KITTREDGE and WILLIAMS, JJ., concur.


[1] We decide this case without oral argument pursuant to Rule 215, SCACR.

[2] Mark Monroe filed bankruptcy, and his liability to Gateway Supply was presumably discharged. 

[3] Gateway Supply presented six issues on appeal arguing the trial court erred in entering judgment in favor of the District, each concerning specific findings of the trial court.  Because our scope of review permits us to find facts in accordance with our own view of the preponderance of the evidence, we decline to separately address each issue presented by Appellant.  See Futch v. McAllister Towing of Georgetown, Inc., 335 S.C. 598, 613, 518 S.E.2d 591, 598 (1999) (finding an appellate court need not address remaining issues win disposition of prior issues is dispositive).
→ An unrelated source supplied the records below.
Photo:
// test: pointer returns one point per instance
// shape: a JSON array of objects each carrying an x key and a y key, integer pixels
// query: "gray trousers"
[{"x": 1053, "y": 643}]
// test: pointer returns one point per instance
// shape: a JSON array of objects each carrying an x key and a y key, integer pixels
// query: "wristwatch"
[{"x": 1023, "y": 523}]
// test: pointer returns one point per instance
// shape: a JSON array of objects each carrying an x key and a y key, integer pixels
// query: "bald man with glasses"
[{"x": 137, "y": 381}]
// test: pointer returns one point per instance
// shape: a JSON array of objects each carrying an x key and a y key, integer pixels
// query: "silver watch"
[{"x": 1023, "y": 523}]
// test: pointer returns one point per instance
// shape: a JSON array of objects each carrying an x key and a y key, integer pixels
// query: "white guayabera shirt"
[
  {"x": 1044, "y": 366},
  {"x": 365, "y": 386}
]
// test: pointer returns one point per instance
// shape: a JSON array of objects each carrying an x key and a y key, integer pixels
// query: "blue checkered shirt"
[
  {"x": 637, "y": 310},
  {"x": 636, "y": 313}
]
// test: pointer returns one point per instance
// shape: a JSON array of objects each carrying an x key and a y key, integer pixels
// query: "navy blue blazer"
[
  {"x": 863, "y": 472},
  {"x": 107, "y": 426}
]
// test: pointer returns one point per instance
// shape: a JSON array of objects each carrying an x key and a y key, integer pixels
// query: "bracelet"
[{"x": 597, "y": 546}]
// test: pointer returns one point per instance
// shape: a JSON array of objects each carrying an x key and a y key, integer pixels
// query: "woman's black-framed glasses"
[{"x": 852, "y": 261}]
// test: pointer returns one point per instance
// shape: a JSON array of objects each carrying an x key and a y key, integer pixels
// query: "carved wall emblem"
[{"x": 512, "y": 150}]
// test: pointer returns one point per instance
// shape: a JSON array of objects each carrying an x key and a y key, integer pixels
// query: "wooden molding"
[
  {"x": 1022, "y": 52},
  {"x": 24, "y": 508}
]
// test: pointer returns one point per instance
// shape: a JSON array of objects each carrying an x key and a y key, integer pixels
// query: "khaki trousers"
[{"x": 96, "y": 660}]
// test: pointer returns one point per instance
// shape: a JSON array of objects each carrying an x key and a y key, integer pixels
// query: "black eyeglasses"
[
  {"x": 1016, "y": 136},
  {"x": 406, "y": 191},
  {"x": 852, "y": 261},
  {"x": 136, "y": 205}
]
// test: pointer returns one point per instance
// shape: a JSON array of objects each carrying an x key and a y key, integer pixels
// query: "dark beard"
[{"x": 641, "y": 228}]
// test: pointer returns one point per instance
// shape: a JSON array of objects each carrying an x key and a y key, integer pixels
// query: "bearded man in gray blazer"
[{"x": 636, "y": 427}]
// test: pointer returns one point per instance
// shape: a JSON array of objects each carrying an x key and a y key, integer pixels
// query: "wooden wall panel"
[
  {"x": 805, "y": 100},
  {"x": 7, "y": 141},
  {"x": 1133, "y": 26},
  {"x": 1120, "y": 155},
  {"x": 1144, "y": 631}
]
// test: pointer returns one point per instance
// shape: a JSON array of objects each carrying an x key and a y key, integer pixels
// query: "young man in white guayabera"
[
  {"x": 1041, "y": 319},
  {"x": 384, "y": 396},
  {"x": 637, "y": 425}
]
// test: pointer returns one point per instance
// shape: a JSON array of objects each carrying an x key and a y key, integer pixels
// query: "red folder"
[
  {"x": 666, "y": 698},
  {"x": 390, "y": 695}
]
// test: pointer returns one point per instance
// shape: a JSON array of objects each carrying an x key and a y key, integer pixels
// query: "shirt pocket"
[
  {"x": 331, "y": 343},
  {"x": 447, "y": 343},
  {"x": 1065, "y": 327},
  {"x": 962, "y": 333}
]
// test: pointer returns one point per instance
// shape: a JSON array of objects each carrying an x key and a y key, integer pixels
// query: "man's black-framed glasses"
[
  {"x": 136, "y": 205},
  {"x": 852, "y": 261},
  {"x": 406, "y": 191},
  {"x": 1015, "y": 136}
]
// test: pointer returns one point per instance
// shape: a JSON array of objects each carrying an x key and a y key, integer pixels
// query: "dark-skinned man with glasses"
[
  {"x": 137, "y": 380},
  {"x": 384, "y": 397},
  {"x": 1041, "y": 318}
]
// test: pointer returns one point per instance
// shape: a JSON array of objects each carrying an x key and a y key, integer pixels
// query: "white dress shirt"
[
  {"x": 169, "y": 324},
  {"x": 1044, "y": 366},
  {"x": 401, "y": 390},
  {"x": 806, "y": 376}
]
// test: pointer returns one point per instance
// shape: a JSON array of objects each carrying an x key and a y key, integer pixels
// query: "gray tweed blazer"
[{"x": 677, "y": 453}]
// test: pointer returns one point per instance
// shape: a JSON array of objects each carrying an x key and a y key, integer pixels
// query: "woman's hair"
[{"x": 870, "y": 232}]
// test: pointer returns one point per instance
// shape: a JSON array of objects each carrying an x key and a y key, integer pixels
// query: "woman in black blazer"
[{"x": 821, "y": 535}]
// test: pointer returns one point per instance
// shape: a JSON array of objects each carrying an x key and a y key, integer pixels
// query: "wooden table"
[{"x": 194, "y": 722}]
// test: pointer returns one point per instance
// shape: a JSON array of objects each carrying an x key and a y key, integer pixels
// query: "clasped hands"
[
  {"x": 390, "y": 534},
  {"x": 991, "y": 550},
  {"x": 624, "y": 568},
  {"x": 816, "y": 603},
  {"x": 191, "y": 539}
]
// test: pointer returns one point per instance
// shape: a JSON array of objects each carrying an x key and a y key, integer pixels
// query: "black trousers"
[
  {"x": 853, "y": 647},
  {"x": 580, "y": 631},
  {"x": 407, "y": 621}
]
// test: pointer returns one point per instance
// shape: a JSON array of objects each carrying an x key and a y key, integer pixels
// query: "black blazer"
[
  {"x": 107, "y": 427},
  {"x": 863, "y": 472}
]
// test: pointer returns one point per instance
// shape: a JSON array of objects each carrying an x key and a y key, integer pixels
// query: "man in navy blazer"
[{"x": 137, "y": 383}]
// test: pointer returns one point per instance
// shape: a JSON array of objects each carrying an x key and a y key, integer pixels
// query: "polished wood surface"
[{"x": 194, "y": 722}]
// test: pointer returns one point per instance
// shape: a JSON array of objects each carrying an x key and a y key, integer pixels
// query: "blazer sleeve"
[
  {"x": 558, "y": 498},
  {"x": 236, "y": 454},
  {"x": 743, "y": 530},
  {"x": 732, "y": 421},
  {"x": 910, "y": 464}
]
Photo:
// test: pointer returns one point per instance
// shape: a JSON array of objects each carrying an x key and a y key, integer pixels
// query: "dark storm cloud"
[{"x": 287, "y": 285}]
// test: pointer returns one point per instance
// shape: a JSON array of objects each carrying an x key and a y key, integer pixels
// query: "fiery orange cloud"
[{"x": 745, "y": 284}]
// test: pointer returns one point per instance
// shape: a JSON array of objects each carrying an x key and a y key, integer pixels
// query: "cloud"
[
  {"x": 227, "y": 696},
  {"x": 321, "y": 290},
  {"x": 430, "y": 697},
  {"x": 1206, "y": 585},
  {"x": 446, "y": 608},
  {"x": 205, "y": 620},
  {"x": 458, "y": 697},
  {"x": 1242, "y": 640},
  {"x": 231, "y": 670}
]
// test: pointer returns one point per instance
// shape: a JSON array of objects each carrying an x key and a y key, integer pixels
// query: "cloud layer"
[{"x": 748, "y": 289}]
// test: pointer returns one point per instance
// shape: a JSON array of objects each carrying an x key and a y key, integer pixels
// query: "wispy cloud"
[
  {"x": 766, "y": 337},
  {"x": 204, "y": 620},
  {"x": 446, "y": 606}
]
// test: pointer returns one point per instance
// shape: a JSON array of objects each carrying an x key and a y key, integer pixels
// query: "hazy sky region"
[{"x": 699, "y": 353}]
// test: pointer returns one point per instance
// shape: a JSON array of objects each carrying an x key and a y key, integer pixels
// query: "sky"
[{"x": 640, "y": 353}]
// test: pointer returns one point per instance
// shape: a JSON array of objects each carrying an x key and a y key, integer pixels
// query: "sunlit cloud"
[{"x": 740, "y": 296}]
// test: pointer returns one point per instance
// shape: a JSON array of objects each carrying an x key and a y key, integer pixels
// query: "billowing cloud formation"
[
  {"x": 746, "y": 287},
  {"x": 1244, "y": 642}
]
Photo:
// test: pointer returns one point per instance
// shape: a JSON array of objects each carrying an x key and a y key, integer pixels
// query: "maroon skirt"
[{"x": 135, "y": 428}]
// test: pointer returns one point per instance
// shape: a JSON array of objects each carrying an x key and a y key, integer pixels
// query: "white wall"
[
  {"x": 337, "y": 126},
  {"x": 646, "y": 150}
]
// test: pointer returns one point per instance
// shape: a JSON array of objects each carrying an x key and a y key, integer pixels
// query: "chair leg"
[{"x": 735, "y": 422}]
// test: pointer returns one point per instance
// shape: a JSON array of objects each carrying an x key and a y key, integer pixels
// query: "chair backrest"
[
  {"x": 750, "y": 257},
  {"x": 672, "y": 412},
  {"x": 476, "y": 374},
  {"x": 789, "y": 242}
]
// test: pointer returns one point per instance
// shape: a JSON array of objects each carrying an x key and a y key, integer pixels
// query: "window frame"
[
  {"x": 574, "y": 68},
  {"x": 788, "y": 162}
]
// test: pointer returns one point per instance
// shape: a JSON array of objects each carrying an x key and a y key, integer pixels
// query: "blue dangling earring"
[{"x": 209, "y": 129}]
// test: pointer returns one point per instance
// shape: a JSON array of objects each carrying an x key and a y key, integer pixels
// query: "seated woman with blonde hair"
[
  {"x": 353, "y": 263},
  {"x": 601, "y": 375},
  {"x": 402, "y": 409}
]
[4] Gateway Supply argues the trial court erred in relying on Scudder May because it involved a private sector quantum meruit claim, not a public sector quantum meruit claim as in the present case.  We do not find this distinction conclusive because whether the claims are public or private under statutory law is merely one element relevant in balancing the equities, as discussed below.  See Foreman v. Foreman, 280 S.C. 461, 464-65, 313 S.E.2d 312, 314 (Ct. App. 1984) (stating that the appellate court, sitting in equity, is to consider the equities of both sides, balancing the two to determine what, if any, relief to give).